Mediapost | Code and Theory Overhauls Commonwealth Fund
Originally published on Mediapost by Larissa Faw
The Commonwealth Fund (CMWF) is getting a makeover. The effort to modernize and streamline the digital healthcare platform’s gigantic information-architecture will amplify its mission. The organization supports independent research to promote a better and more equitable healthcare system — particularly for those without resources.
The foundation spent the first half of 2020 doing an extensive site audit with another agency partner before teaming with Code and Theory (C&T) to ensure all content is findable and scalable as CMWF prepares for the post-pandemic world.
“The CMWF has been around for 100 years; its site has been active for over 15 years,” says Matt Chmiel, associate creative strategy director, C&T. “It has a huge archive of exclusive and extremely valuable research data to offer.”
One key task was simple organization. C&T’s research discovered the Fund’s data was grouped in a “sprawling taxonomic” framework that was inhibiting connections and order. “It was extensive and essentially flat,” says Chmiel. “This means that there was no natural hierarchy.”
This “common issue” resulted after CMWF spent more than a decade developing content as the website grew. It added more products and features, but neglected to properly connect relevant information. For instance, there were duplicated tags — "medical bills" and "medical bills and debt" and "healthcare spending" — all blended together. “None of those terms fit inside a wider pillar of coverage,” he says.

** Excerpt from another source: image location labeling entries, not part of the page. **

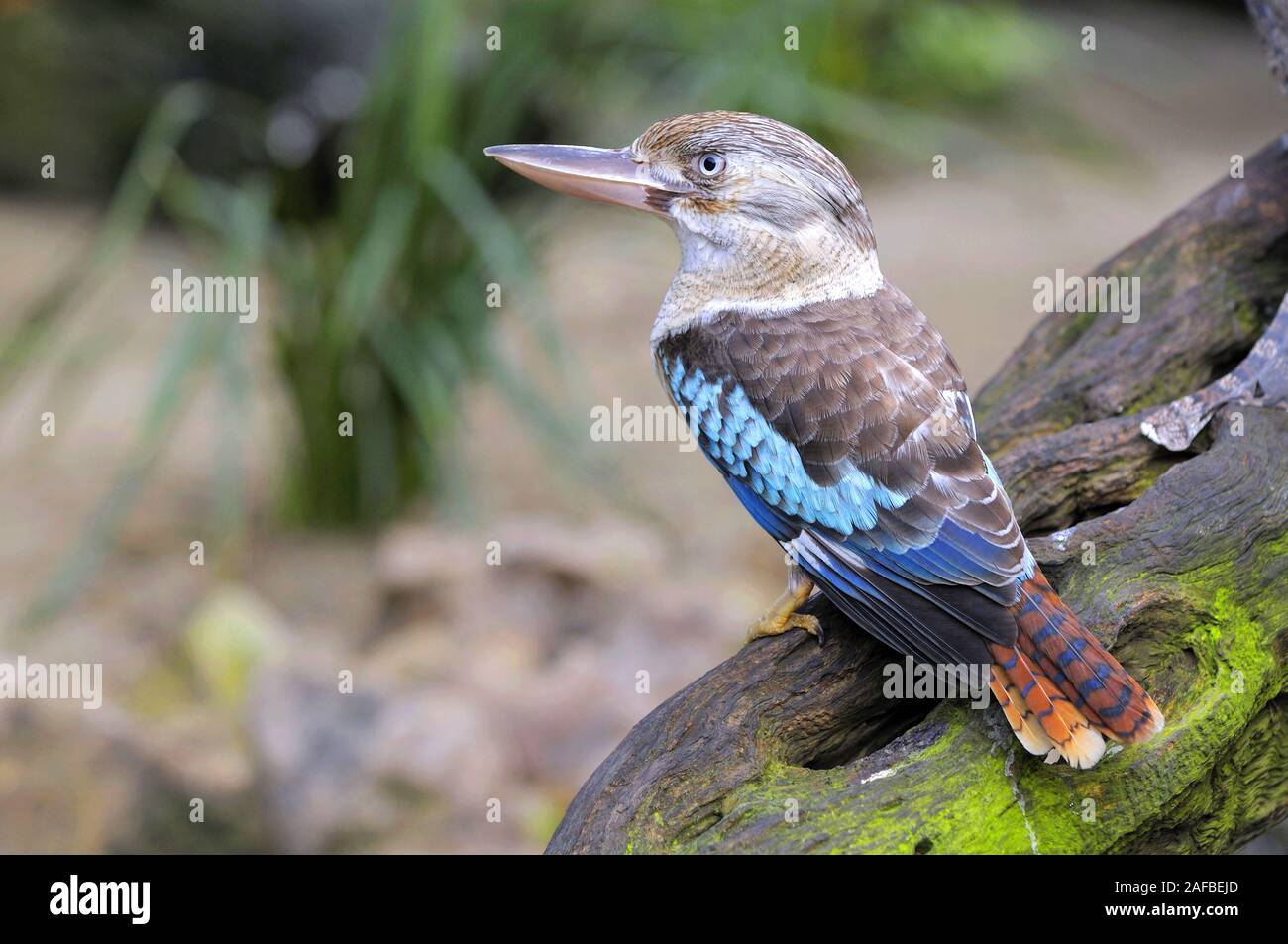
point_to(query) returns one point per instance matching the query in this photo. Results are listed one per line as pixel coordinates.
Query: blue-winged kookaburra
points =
(836, 415)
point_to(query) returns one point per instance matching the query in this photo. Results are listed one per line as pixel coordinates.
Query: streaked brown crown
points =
(686, 137)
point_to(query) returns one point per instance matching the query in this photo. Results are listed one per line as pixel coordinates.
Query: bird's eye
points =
(709, 163)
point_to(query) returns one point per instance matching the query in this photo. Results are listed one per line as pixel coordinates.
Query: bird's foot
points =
(774, 625)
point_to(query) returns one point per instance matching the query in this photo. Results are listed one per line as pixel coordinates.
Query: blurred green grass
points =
(382, 278)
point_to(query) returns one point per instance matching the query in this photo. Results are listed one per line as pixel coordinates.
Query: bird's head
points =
(739, 189)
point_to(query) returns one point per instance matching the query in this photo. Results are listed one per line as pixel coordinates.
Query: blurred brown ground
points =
(476, 682)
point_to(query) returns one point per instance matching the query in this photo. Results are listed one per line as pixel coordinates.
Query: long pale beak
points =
(600, 174)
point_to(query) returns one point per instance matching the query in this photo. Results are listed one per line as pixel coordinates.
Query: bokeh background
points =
(473, 682)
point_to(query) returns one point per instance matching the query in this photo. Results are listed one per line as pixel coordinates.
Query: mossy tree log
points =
(793, 747)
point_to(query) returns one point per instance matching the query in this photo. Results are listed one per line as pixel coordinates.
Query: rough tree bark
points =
(1188, 587)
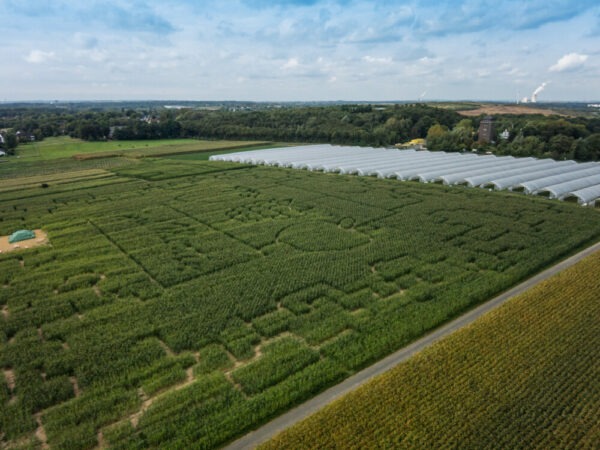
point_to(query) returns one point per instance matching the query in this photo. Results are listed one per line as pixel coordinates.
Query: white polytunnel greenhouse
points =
(557, 179)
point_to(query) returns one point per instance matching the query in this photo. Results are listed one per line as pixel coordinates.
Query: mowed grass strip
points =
(525, 375)
(176, 274)
(67, 147)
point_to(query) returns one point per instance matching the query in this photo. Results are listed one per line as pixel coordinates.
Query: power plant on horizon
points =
(533, 98)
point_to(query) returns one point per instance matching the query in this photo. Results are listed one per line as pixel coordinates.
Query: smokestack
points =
(537, 91)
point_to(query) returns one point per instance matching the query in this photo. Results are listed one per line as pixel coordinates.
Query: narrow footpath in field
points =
(270, 429)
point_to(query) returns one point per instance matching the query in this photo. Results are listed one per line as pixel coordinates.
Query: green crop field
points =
(66, 147)
(182, 303)
(523, 376)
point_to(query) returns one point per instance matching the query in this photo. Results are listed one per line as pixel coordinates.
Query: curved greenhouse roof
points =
(21, 235)
(561, 179)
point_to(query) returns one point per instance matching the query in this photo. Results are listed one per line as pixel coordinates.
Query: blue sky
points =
(299, 50)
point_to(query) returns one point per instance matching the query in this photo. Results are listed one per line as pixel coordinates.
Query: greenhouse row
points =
(556, 179)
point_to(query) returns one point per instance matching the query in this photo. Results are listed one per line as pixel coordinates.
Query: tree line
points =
(362, 124)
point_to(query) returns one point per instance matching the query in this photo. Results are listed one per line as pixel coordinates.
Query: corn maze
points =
(181, 304)
(523, 376)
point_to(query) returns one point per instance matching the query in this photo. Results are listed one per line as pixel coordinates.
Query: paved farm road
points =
(270, 429)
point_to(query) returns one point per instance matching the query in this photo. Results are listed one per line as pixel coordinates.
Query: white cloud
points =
(568, 62)
(377, 60)
(39, 56)
(291, 63)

Now, the agency regrouped this information for easier navigation. “These terms were able to capture the specific angle of research they represent and fit them inside the 'cost and spending' topic of the 'health-care reform' pillar,” says Chmiel.
C&T also designed a data-driven approach to find solutions to create an easier structure and hierarchy for the CMWF’s key audiences, including policy makers, legislators and researchers, as well as media and the educated public.
Next, it dug into the weeds, says Chmiel. “Nestled in that archive are a number of bespoke features that deserved more attention to the audience,” he says. For example, CMWF has maintained “excellent score cards,” in which different countries deliver health care on different topics. These pages were organized in various layouts that had to be accommodated in the new system. Each of their constituent parts needed to fit within the new information architecture.
“Every time we thought we captured all of the exceptions to the system, we discovered a new corner of the site that deserved more design attention,” he adds. The firm then developed a new information-architecture to deliver accurate search results and relevant recommendations.